Radio Białystok | Wiadomości | Przed białostockim sądem zakończył się proces apelacyjny dotyczący oszustw metodą na policjanta
Przed Sądem Apelacyjnym w Białymstoku zakończył się we wtorek (26.03) proces pięciu osób, którym śledczy zarzucili udział w oszustwach. Oszuści podawali się za policjantów lub prokuratorów. Oszukane osoby miały przelewać pieniądze na konta założone na dane oskarżonych.
Oszuści dzwonili do starszych osób
Prokuratura zarzuciła oskarżonym, że działali w ramach zorganizowanej grupy przestępczej. Oszuści dzwonili do starszych osób, przekonywali je, że ktoś chce na ich dane zaciągnąć kredyt lub wypłacić pieniądze z rachunku bankowego. Podawali się za policjantów oraz prokuratorów i namawiali - w celu rzekomej ochrony oszczędności - do dokonywania przelewów na wskazane konta, które miały być bezpieczne, a były kontrolowane przez członków grupy.
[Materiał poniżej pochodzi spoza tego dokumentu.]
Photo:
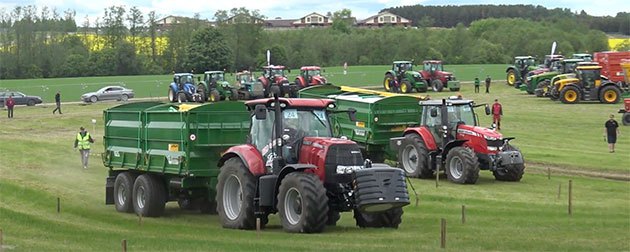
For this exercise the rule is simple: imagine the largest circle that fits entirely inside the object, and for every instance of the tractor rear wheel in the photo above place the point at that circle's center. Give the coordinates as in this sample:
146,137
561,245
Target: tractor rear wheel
214,96
149,196
388,219
387,82
437,85
302,203
570,95
123,192
462,166
609,95
405,86
236,189
413,157
511,77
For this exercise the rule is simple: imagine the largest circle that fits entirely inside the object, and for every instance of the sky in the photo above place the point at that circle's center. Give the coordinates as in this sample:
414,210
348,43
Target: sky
289,9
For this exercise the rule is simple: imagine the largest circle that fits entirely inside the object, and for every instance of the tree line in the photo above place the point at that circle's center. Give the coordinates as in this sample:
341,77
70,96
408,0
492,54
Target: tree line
43,43
449,16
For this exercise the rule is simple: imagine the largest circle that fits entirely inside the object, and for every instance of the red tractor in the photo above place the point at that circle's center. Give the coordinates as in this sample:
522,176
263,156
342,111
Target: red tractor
433,72
309,76
292,165
449,139
275,76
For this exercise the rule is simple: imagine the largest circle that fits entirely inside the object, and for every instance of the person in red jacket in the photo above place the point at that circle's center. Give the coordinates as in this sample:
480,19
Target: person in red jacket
10,103
497,112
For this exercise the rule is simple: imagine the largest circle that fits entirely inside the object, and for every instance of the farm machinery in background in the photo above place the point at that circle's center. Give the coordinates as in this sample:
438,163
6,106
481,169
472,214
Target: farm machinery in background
423,136
275,76
309,76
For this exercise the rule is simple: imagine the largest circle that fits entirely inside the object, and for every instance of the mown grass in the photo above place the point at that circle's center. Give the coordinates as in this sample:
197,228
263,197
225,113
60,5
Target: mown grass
38,164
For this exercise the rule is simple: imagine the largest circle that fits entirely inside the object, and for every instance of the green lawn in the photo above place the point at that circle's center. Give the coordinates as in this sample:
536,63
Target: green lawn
38,164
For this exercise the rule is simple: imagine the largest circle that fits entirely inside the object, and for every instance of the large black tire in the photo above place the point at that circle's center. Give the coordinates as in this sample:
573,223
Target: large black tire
123,192
149,196
609,94
302,203
387,82
437,85
513,172
462,166
413,157
388,219
405,86
236,189
570,95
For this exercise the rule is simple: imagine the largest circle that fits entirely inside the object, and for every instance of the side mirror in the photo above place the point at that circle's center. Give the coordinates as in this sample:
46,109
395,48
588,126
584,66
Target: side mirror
352,113
433,112
260,111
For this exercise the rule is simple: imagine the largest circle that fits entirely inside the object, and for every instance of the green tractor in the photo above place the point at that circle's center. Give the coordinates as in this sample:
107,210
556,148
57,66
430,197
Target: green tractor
216,88
517,72
403,79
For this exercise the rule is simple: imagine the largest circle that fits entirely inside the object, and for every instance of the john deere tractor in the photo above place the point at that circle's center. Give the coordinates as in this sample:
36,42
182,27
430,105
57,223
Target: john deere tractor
402,79
587,85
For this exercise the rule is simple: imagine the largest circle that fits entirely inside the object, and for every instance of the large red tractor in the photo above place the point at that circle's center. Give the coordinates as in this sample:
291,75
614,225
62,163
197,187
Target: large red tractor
275,76
309,76
293,166
448,138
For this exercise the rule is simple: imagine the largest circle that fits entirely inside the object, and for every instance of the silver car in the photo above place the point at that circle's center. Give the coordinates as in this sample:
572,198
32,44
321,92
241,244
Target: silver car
108,93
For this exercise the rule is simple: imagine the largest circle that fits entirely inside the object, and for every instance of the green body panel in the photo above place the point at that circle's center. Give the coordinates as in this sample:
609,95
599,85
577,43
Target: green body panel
157,138
378,118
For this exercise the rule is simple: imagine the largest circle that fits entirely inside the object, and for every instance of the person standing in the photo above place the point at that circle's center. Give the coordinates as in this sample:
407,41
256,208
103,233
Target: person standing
82,141
497,112
477,84
58,102
10,103
488,84
611,132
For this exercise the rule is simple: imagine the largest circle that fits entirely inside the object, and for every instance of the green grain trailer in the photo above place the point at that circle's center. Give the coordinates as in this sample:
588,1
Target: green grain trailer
168,152
379,117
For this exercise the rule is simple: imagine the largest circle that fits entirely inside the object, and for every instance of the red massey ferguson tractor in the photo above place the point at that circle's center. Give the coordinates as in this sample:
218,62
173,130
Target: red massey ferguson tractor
309,76
449,139
275,76
293,166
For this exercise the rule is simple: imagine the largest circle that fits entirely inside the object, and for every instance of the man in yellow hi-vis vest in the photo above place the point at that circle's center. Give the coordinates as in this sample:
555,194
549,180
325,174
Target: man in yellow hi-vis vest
82,141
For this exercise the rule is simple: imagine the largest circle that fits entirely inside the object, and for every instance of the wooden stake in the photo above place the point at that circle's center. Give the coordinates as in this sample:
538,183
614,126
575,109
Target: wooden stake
443,233
124,245
570,196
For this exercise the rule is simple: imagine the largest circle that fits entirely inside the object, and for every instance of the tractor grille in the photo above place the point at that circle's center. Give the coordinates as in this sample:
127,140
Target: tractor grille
341,155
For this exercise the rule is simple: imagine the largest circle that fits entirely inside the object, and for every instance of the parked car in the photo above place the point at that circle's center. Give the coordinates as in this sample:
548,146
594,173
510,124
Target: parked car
108,93
19,98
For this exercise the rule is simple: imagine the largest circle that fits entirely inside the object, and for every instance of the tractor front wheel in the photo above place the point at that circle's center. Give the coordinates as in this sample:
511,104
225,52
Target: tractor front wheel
302,203
462,166
236,189
570,95
609,95
388,219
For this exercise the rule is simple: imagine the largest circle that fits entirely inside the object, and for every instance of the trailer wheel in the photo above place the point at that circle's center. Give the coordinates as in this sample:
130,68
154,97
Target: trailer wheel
388,219
236,189
149,196
302,203
609,95
462,166
413,157
123,192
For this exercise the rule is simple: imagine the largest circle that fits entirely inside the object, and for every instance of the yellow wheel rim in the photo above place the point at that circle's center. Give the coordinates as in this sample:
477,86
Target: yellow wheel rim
610,96
570,96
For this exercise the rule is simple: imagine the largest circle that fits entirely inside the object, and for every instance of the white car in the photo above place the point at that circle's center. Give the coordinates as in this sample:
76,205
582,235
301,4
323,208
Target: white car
108,93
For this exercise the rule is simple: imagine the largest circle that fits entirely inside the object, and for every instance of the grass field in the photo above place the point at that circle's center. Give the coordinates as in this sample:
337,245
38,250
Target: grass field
38,165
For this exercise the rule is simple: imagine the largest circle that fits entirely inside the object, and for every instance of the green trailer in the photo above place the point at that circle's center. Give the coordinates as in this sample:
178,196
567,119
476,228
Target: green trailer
168,152
379,116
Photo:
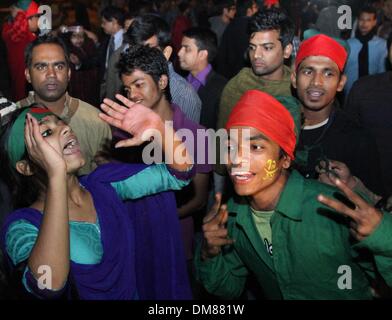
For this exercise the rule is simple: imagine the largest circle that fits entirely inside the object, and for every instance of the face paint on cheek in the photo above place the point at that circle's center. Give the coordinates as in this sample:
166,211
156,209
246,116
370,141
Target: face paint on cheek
270,169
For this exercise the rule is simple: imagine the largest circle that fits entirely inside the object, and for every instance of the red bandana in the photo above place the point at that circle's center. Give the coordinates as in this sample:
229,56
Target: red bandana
322,45
263,112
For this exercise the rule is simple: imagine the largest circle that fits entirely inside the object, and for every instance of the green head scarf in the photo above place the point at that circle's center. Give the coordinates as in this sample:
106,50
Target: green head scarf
16,140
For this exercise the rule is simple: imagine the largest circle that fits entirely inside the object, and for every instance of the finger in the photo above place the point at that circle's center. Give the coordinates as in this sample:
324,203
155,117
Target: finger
215,208
337,206
322,164
31,131
28,136
112,121
352,196
115,106
223,216
219,242
218,233
125,101
112,112
37,137
355,234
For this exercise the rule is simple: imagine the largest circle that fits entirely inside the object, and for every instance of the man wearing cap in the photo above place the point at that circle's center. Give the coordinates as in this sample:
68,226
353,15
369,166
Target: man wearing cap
276,228
328,132
17,33
270,35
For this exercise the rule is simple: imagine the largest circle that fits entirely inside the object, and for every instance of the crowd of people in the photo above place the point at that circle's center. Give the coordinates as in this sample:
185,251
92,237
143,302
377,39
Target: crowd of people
302,189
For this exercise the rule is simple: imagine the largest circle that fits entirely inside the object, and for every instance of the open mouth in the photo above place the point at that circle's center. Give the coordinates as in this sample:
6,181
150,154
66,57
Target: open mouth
315,94
71,147
241,177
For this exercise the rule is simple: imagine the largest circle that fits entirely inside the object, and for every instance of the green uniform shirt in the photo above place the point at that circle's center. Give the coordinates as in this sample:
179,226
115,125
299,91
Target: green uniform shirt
311,245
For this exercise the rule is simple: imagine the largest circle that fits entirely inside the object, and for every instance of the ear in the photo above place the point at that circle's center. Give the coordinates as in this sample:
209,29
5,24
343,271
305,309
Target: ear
293,78
24,168
342,83
203,54
286,162
163,81
27,75
167,52
287,51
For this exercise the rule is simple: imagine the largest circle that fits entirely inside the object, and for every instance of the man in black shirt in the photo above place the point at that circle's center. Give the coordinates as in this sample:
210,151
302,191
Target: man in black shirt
328,132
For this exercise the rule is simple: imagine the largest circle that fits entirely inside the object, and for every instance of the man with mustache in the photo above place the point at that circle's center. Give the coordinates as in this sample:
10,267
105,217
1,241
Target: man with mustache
48,71
279,227
270,35
328,132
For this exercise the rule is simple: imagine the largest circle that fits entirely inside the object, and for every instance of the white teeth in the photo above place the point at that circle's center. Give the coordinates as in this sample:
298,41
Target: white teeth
239,173
70,144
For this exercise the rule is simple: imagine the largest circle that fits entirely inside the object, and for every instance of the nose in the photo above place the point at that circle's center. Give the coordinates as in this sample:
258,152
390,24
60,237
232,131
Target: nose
180,52
258,53
133,95
51,71
65,130
317,79
239,157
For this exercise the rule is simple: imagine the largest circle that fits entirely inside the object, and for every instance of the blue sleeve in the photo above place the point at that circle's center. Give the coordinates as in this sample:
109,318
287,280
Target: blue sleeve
20,240
152,180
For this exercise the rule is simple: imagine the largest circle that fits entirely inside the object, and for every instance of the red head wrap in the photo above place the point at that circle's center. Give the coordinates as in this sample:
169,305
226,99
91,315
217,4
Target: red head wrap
322,45
263,112
32,9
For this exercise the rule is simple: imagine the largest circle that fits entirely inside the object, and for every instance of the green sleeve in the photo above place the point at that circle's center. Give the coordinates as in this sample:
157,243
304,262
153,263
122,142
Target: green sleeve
380,244
20,239
152,180
223,275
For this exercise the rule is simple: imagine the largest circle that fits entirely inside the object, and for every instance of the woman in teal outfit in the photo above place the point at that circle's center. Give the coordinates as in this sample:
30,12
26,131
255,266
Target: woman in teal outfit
276,228
79,230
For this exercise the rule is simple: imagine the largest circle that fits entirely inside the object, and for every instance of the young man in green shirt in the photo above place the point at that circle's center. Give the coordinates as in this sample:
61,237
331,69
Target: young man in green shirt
317,252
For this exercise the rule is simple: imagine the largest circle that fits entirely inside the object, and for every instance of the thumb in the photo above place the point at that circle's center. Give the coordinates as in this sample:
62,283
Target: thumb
128,143
215,208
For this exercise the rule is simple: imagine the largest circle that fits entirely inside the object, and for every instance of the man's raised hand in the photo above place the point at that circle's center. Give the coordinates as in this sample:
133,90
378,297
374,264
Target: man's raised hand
364,217
214,229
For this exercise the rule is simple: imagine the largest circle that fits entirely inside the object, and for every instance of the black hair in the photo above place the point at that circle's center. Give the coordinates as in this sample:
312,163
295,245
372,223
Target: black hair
147,59
112,12
24,189
144,27
45,39
205,40
273,19
243,6
183,6
368,9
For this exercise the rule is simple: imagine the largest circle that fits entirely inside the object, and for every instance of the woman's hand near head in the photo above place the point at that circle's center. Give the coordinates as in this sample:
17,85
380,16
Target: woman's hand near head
48,157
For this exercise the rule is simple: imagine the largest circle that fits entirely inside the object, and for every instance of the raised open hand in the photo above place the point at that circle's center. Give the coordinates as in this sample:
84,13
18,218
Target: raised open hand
214,229
364,217
332,169
48,157
134,118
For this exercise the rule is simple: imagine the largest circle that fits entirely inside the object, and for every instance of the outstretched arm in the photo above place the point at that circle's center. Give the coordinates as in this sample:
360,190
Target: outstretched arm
52,245
146,125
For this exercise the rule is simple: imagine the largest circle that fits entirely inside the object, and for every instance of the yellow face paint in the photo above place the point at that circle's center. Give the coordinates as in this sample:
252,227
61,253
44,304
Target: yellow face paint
270,169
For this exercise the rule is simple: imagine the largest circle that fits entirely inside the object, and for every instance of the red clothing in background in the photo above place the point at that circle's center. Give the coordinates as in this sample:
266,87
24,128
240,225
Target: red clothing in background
16,36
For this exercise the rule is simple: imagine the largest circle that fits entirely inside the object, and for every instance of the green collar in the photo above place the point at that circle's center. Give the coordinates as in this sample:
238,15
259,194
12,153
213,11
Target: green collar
290,201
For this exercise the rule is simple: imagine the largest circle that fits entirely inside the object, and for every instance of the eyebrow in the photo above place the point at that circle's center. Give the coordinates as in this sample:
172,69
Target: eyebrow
314,68
46,63
258,137
261,44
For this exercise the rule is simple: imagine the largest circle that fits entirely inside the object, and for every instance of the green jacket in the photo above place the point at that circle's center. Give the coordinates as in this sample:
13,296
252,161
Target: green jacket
310,242
246,80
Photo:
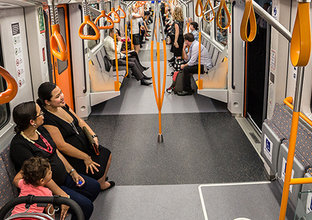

Oszuści działali w różnych miejscach w kraju
Oszustw oskarżeni dokonywali w różnych miejscach Polski, m.in. w Siemiatyczach czy Ełku. Jedna z poszkodowanych osób przelała blisko 380 tys. zł, chciała też przelać kolejnych 195 tys. zł, ale w tym przypadku utracie pieniędzy zapobiegła interwencja banku, który tego przelewu nie zrealizował. Inna osoba przelała blisko 100 tys. zł, a kolejna - łącznie blisko 200 tys. zł.
Przestępcy przelewali pieniądze na inne konta, ale też wypłacali je z bankomatów (w zarzutach jest mowa o Wielkiej Brytanii). Osoby oskarżone tym procesie miały zakładać i udostępniać innym osobom swoje konta bankowe do takiej przestępczej działalności.
Najwyższy wyrok to dwa lata i trzy miesiące więzienia
W pierwszej instancji najwyższy wyrok to dwa lata i trzy miesiące więzienia. Cztery osoby Sąd Okręgowy w Białymstoku uniewinnił od zarzutu udziału w zorganizowanej grupie przestępczej. W tym przypadku kary za udział w oszustwie to 10 miesięcy więzienia, a wobec dwóch osób - w zawieszeniu.
Apelacje złożyła prokuratura i obrońcy dwojga z piątki skazanych. Prokuratura uważa kary za rażąco niskie (w przypadku najwyższego z nieprawomocnych wyroków chce trzech lat więzienia), do tego wnioskuje, by sąd dodatkowo orzekł grzywny od 10 do 30 tys. zł i obowiązek zapłaty świadczenia pieniężnego na rzecz Funduszu Pomocy Pokrzywdzonym oraz Pomocy Postpenitencjarnej.
Obrońcy chcą uniewinnienia w jednym przypadku i kary łagodniejszej w drugim. Wyrok ma zapaść na początku kwietnia.